L'état d'urgence sanitaire, quant à lui, a débuté le 23 mars 2020 et a été prorogé le 11 mai 2020, jusqu'au 10 juillet de la même année. Le 9 juillet, une loi organisant la sortie de l'état d'urgence prévoyait une période transitoire jusqu'au 30 octobre, au cours de laquelle le Premier ministre pouvait interdire la circulation des personnes et des véhicules, et réglementer l'accès aux transports collectifs ainsi que l'ouverture des établissements recevant du public tels que les restaurants, les cinémas et les lieux de réunion.

À l'heure où je rédige cet ouvrage, l'état d'urgence sanitaire devrait être prolongé jusqu'au 16 février 2021. Il est fort probable qu'il soit encore prolongé à l'issue de cette période et que nombre de ses dispositions remplacent définitivement le droit commun.

L'un des mécanismes essentiels du passage du droit commun à l'état d'urgence, qu'il soit sécuritaire ou sanitaire, repose sur la façon dont chaque individu est appréhendé par l'État. Dans le droit commun, tout individu est sujet de droit. Il est paré d'un masque juridique protecteur qui lui permet d'avoir un état civil, une capacité juridique, de conclure des contrats, de saisir la justice. Lorsqu'il est interpellé par la police et jugé devant un tribunal, il dispose de droits: il peut notamment garder le silence, faire appel à un avocat, consulter son dossier. Il a le droit d'être jugé par un juge impartial et indépendant, le juge judiciaire. Il bénéficie d'un grand nombre de libertés, notamment celles d'aller et venir, d'avoir une vie privée ou de travailler.

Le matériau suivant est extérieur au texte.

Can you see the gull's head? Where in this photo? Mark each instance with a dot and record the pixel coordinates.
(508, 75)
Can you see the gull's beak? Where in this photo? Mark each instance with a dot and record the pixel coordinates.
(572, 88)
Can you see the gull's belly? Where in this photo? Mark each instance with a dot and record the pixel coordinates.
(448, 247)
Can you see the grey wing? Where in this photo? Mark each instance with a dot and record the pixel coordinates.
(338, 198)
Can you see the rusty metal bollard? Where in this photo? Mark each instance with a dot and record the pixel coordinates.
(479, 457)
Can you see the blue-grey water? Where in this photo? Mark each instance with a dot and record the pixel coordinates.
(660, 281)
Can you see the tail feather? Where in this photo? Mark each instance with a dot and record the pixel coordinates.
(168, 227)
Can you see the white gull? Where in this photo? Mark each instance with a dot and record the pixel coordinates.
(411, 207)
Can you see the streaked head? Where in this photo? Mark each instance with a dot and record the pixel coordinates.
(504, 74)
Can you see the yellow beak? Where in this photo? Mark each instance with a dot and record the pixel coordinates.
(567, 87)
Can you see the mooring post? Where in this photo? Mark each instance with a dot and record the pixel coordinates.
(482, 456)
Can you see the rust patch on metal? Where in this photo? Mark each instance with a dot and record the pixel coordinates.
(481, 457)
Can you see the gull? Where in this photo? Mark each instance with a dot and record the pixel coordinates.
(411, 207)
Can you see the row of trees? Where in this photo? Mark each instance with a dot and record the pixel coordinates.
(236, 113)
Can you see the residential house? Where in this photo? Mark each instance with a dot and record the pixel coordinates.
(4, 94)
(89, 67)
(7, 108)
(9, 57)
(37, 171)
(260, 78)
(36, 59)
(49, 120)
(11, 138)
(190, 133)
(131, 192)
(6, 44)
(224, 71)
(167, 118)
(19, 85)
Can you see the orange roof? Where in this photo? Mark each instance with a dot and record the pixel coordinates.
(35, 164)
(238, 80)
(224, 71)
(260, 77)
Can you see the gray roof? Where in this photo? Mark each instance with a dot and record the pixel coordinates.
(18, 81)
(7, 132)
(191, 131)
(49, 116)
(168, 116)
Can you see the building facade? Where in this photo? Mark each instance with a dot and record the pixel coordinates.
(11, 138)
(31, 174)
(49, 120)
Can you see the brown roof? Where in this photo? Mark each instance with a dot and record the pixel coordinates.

Pendant l'état d'urgence sécuritaire, et notamment celui de 2015, un grand nombre de ces libertés sont profondément restreintes. Une personne assignée à résidence n'a plus la liberté d'aller et venir. Elle peut être perquisitionnée sur la seule décision de l'État, sans qu'un juge judiciaire n'intervienne. S'il est vrai qu'elle peut contester ces mesures, cela se passe devant un juge administratif, qui n'assure pas les mêmes garanties d'impartialité et d'indépendance qu'un juge judiciaire, et dont la manière de juger diffère. Le tribunal administratif est en effet composé de juges issus du sérail administratif, qui sont très complaisants vis-à-vis de leur institution, même s'ils sont pourvus d'un statut indépendant. Dans la plupart des cas, les juges administratifs n'acceptent de contredire les décisions de l'État qu'à la marge, en cas d'excès manifeste.

Chaque personne, chaque «sujet virus», est en prise directe avec le pouvoir, en proie à sa toute-puissance, dénué de toute protection [...].

L'État n'aurait pas pu restreindre aussi drastiquement les droits et libertés des personnes visées par l'état d'urgence s'il ne leur avait pas retiré préalablement une partie de leur masque juridique protecteur: celui qui fait d'elles des sujets de droit. Or, enlever ce masque revient à essentialiser. Cela signifie que le sujet de droit, qui est une fiction juridique, est progressivement remplacé par un sujet déterminé par une caractéristique identitaire, culturelle, psychologique ou biologique. Ainsi, pendant l'état d'urgence de 2015, certaines personnes sont passées de «sujet de droit» à «sujet radicalisé» par le simple fait de leur pratique confessionnelle, à savoir leur pratique de l'islam.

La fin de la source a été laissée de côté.